Support your gut health this Christmas

Are you feeling ready for Christmas? Have the parties and celebrations with friends and family started already?

And how do you feel about them? 

For people with sensitive digestion, the Christmas period can be one of discomfort and anxiety. This can include conditions such as irritable bowel syndrome (IBS), inflammatory bowel disease (IBD), gastro-oesphogeal reflux disease (GORD), indigestion, constipation, bloating and many more symptoms.

Maybe you know that certain foods can trigger symptoms, or the sheer over-indulgence of the month causes problems for you. Either way, the increase in eating and drinking can mean you feel more bloated and uncomfortable than during the rest of the year.

Help support yourself get through the festive season feeling as digestively-well as possible by focusing on these five recommendations:

1. Eat your fill of vegetables with each meal – ideally covering 1/3-1/2 of your plate with them. By ensuring an abundant, and diverse variety of veg throughout December, you’ll be feeding your beneficial gut bacteria. Maybe now’s a good time to try some vegetables that you don’t normally buy. Brussels sprouts are great for supporting the gut and liver, while red cabbage and cranberries are rich in anthocyanin antioxidants. Adding them to your diet will give your bacteria something new to feast on!

2. Stay hydrated – aim for 1.5-2L of water or herbal teas each day. Many of us have the central heating on 24/7 to combat the cold which, combined with an increase in alcoholic drinks, can leave us dehydrated. Signs that you need to increase your water consumption include increased thirst, dark urine, headaches or feeling dizzy or lightheaded. Find out more here.

3. Keep an eye on portion sizes – roughly sticking to your normal daily amounts. Of course Christmas dinner is a more sumptuous affair than normal meals, but aiming to consume no more than normal at other mealtimes can help feelings of discomfort and bloating that might be caused by overeating. Remember, you can always come back for second helpings if you want to.

4. Think about taking a break – try to leave four hours between meals. Taking time out between meals for your digestion to thoroughly break down and absorb one meal before you start the next can make a real difference to how you feel. Yes, this might mean saying ‘no’ to mince pies and a slice of Christmas cake mid-afternoon, but you could feel better in the long run. You could also add in an overnight break of 12 hours – pushing breakfast back slightly in the morning can often allow time for this.

5. Find time for some exercise – just a 30-minute walk is enough. An after-dinner walk can be a great way to help move foods through your digestive system, clear your head and have some fun. An early evening walk around the neighbourhood to take in Christmas lights could be a nice way to end the day (and build up an appetite for supper). Alternatively wrap up warm and get everyone outside in the garden or local park for some games – adults too!

However you are spending the Christmas period, we hope you have a fun and restful time celebrating.
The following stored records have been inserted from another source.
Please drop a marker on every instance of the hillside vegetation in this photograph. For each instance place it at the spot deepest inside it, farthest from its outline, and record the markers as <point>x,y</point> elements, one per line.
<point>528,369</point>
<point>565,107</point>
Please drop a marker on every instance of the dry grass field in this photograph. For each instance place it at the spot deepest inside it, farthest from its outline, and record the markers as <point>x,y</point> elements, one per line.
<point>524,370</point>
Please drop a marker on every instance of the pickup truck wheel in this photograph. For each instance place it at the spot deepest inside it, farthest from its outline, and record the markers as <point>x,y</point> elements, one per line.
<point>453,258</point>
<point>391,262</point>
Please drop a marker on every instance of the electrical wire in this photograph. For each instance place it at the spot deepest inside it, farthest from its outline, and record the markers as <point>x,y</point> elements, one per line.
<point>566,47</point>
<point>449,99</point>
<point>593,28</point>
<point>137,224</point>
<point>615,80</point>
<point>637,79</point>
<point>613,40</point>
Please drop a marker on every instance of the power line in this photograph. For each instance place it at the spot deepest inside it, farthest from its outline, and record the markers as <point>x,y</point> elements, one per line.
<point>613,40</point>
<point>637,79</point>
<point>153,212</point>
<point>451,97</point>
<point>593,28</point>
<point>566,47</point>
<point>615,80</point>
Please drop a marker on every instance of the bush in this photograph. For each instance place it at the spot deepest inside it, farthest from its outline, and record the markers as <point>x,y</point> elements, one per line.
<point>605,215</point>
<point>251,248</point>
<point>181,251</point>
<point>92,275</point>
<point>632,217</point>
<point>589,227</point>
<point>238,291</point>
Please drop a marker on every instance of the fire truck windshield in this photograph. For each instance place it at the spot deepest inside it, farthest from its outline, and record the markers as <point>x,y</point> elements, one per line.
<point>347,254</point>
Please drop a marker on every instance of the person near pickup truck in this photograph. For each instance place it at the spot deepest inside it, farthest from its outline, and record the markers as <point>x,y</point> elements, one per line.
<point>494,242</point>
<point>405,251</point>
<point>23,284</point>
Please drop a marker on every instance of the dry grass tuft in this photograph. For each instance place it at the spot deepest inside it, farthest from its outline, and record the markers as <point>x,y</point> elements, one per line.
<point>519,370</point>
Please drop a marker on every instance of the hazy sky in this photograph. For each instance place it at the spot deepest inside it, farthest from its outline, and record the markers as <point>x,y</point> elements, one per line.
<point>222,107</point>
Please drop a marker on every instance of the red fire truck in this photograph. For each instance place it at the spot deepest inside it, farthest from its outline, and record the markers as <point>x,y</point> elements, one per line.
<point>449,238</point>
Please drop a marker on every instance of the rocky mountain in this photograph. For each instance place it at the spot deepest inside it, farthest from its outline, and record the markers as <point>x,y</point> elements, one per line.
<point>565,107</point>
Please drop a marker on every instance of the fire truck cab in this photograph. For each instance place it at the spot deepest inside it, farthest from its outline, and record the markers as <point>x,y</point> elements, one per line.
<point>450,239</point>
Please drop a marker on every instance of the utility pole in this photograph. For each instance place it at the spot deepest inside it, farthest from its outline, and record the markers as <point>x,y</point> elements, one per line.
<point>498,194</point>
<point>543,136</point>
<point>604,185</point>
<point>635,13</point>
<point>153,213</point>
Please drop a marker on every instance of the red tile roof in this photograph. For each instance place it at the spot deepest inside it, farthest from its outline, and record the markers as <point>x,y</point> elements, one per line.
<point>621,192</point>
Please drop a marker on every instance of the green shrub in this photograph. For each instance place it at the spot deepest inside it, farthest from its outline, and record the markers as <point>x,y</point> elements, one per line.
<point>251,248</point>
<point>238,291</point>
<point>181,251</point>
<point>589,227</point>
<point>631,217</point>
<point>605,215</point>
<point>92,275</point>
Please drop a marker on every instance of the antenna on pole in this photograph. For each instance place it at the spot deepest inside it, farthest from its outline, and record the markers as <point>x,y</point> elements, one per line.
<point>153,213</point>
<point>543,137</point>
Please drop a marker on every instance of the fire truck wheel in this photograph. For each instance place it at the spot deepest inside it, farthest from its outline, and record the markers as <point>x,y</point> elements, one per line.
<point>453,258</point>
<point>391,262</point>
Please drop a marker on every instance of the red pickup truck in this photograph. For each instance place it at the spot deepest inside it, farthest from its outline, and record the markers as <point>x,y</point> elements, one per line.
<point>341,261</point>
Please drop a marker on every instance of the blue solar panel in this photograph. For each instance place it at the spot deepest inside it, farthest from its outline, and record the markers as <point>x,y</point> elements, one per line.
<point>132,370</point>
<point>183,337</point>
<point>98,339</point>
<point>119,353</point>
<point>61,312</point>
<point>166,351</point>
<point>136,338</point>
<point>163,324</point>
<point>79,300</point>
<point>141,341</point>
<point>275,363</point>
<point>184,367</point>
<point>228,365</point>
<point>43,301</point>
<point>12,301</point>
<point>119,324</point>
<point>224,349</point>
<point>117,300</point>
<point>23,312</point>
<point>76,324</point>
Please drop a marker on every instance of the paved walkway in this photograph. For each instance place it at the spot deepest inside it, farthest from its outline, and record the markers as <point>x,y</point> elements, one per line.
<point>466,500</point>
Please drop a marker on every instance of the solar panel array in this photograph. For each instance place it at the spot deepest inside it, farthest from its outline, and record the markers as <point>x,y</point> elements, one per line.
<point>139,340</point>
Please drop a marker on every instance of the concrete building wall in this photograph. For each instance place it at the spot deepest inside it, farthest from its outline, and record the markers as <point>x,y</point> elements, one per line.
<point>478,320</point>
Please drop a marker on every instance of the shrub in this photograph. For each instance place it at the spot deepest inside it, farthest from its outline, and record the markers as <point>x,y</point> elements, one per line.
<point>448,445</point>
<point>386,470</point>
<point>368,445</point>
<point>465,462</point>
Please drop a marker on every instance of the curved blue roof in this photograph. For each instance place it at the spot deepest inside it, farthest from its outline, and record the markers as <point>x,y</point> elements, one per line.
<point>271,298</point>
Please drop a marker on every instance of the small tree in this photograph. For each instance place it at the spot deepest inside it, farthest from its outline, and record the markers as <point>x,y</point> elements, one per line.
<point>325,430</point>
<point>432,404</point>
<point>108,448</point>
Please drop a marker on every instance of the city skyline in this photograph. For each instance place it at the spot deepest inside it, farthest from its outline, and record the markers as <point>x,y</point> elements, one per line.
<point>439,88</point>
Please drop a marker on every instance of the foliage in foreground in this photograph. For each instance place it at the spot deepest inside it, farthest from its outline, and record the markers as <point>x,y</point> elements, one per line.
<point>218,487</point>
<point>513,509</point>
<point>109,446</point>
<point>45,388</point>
Read previous ProVen blog posts with more seasonal tips:

The festive season and gut health – December 2020
Getting back into healthy routines after Christmas – December 2019

Want to know more?

ProVen Probiotics aim to provide the best support for both you and your health. If you wish to know more about gut health and staying healthy please do not hesitate to call us on 01639 825107 or alternatively, learn more via our blogs or in-depth ProVen research.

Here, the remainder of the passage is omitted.